Every example of the time drafts with added adhesives of the Iron Cliffs Company from this period that I have seen ignores the imprinted stamp, in essence overpaying the tax due.

On October 1, 1870 the tax on time drafts under $100 was eliminated and two years later the tax on all promissory notes and domestic time drafts was eliminated entirely.

How well these changes were understood by the Iron Cliffs Company can be seen from the next two instruments that will be discussed. Draft number 3124 (Figure 3) was written on October 7, 1870, seven days after the elimination of the tax on time drafts and promissory notes. The draft does not have an imprinted stamp nor has an adhesive stamp been added. Quite properly no adhesive stamps have been added since no tax is due.

Two weeks later the superintendent wrote draft number 1347 (Figure 4), but this time the instrument is payable at sight.
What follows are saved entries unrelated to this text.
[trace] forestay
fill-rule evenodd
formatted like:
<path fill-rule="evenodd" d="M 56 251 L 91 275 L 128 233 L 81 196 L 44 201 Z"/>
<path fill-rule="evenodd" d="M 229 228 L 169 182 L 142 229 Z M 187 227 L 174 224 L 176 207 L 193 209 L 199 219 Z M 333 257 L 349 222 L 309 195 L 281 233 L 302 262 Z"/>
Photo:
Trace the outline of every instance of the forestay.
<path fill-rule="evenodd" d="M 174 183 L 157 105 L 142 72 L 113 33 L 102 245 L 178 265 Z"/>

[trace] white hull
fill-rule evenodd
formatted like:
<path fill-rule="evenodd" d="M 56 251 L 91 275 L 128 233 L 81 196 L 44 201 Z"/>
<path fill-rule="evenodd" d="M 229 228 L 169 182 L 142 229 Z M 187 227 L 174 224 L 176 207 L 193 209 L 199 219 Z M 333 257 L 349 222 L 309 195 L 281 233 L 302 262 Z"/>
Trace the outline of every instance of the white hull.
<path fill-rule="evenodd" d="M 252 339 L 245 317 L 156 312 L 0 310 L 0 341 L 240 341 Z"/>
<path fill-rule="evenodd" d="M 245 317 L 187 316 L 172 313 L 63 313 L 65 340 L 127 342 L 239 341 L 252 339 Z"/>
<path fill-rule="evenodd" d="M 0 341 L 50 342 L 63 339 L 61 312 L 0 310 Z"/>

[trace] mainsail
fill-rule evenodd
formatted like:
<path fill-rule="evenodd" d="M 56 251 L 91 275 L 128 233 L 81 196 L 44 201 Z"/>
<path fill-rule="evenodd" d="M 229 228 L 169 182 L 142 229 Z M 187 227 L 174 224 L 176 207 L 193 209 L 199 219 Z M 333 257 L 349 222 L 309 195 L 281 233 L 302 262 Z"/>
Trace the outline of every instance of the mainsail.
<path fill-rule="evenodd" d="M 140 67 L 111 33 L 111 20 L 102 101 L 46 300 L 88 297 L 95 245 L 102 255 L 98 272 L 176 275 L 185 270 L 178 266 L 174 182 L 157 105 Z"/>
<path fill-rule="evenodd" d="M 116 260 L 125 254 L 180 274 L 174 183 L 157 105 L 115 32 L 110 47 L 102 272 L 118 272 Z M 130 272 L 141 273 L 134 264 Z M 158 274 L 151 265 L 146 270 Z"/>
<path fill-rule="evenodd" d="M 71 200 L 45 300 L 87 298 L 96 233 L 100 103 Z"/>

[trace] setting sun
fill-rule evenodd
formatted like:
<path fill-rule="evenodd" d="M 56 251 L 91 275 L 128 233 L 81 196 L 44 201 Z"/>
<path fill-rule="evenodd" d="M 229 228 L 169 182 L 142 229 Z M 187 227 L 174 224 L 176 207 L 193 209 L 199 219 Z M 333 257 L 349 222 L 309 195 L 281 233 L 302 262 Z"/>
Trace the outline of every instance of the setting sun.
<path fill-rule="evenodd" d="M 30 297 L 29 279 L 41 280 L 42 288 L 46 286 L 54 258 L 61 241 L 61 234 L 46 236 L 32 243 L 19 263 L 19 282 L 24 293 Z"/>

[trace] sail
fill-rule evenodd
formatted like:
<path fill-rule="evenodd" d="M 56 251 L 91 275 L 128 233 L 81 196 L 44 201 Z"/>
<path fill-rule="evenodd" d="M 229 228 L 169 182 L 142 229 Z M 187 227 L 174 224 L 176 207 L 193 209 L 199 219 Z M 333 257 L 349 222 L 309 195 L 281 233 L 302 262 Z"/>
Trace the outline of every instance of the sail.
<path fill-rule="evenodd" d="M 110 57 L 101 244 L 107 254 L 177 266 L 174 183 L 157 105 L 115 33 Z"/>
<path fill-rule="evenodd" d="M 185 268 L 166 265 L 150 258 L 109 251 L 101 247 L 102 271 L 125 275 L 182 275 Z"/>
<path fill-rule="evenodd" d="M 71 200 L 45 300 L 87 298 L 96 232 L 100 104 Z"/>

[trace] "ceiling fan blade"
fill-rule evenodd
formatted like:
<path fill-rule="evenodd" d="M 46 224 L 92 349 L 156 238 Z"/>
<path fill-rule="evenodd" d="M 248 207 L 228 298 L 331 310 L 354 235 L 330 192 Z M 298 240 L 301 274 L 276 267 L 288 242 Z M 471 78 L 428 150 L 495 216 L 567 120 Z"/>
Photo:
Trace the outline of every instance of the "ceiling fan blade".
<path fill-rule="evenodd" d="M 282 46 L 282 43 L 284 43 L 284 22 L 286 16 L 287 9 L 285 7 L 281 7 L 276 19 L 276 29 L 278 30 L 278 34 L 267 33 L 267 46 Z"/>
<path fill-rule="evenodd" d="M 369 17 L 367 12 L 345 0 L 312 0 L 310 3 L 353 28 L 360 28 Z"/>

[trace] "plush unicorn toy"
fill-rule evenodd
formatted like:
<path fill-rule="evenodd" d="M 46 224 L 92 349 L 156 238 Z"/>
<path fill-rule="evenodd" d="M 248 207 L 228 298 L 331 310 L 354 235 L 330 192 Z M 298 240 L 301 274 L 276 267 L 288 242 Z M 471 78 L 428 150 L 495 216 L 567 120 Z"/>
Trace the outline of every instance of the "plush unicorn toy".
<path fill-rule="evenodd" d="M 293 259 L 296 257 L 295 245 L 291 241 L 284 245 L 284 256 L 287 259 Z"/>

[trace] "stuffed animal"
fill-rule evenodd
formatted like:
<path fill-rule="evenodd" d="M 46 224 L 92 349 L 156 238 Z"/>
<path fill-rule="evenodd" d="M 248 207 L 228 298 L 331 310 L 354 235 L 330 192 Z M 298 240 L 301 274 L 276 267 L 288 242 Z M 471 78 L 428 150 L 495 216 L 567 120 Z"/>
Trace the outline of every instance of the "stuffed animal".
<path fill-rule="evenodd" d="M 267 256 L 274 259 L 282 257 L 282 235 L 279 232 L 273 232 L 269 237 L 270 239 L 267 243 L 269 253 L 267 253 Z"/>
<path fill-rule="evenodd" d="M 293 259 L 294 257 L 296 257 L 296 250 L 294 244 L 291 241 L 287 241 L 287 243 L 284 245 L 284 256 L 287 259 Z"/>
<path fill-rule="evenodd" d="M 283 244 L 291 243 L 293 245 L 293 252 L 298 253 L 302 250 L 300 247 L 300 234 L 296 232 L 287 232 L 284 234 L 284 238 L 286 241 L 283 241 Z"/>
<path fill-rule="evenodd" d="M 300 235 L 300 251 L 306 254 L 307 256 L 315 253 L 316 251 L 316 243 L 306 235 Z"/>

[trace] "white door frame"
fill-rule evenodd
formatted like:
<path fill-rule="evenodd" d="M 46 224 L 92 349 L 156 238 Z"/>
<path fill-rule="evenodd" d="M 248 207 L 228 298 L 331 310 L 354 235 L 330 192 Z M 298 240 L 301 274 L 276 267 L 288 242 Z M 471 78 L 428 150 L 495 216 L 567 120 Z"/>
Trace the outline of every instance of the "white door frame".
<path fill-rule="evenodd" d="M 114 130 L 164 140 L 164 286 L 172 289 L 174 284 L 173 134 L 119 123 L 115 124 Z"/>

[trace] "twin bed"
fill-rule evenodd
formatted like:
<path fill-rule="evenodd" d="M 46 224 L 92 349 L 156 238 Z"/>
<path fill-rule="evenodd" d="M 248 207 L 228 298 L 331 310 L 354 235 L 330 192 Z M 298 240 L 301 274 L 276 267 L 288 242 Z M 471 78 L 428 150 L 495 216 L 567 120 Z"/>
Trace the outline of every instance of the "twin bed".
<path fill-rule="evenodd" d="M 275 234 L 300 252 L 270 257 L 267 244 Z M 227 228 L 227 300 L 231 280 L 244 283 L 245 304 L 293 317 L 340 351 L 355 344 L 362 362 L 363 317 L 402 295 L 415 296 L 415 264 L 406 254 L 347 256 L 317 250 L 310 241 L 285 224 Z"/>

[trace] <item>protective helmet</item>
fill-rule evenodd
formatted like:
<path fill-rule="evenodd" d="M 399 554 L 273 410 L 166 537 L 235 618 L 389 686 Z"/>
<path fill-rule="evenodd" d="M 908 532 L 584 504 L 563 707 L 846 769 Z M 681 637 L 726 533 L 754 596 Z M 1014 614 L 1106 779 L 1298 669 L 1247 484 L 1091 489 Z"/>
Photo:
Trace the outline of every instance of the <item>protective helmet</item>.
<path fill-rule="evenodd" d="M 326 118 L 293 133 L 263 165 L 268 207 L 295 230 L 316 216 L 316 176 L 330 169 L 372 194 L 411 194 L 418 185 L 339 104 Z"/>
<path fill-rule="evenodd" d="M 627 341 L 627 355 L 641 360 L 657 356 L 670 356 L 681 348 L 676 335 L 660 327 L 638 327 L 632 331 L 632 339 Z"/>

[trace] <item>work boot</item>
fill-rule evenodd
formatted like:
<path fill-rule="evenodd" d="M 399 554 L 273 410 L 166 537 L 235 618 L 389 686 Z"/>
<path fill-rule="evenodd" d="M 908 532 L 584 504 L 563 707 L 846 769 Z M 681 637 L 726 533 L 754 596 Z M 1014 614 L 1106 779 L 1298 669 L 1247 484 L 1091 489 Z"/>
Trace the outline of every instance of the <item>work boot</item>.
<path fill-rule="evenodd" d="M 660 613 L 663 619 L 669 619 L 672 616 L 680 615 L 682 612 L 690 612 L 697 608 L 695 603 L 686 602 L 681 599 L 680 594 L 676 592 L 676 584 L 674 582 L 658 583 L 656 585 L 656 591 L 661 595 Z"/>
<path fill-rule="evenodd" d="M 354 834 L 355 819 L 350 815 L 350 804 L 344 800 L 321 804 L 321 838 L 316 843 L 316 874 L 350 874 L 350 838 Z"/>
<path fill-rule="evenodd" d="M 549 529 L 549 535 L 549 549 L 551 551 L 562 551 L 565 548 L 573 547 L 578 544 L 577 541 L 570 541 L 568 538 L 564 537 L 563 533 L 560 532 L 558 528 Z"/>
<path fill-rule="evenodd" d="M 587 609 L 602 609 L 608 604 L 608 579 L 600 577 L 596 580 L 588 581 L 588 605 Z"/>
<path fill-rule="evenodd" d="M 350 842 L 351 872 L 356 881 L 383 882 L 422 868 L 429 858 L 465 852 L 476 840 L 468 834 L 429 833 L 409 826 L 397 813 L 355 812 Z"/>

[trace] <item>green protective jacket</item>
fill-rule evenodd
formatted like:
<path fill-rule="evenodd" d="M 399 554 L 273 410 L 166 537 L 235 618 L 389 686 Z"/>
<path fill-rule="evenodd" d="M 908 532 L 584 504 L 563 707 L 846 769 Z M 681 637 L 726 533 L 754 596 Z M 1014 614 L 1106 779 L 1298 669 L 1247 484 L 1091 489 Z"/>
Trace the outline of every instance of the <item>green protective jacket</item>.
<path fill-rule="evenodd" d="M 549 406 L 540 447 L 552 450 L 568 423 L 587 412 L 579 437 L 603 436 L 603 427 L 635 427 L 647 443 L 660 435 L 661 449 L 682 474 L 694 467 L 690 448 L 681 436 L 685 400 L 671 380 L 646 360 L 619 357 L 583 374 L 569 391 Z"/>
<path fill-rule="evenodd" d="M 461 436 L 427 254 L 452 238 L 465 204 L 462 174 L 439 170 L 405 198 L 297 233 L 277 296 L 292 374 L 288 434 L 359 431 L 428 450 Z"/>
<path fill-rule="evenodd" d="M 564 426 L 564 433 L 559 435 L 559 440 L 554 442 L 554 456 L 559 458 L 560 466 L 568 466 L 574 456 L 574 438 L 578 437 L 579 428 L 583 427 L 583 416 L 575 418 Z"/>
One might think that this draft should be liable to the tax on sight drafts and bank checks. In fact when I acquired this item recently, I thought that I had obtained a draft that should have an adhesive on it. But as I sat down to write this article, I went to Michael Mahler’s defi nitive A Catalog of United States Revenue-Stamped Documents of the Civil War Era by Type and Tax Rate, published and distributed by the American Revenue Association. The Iron Cliffs Company’s superintendent had written a draft directing the treasurer to pay; but instruments payable on institutions other than banks or trust companies were not subject to the tax on bank checks and drafts. This was a very interesting arrangement to avoid paying the the tax, in spite of the handstamp on the draft reading “Payable at Third National Bank” with this directive dated and signed by the bank’s treasurer.

I am curious whether Internal Revenue would have agreed with the company. Did not the directive of the treasurer convert this instrument into a draft payable on a bank?

If you collect fiscal paper of the Civil War era you need to own a copy of the Mahler work. This fine work unlocks all the intricacies of the laws and helps to explain why fiscal paper of the period was stamped in the way it was.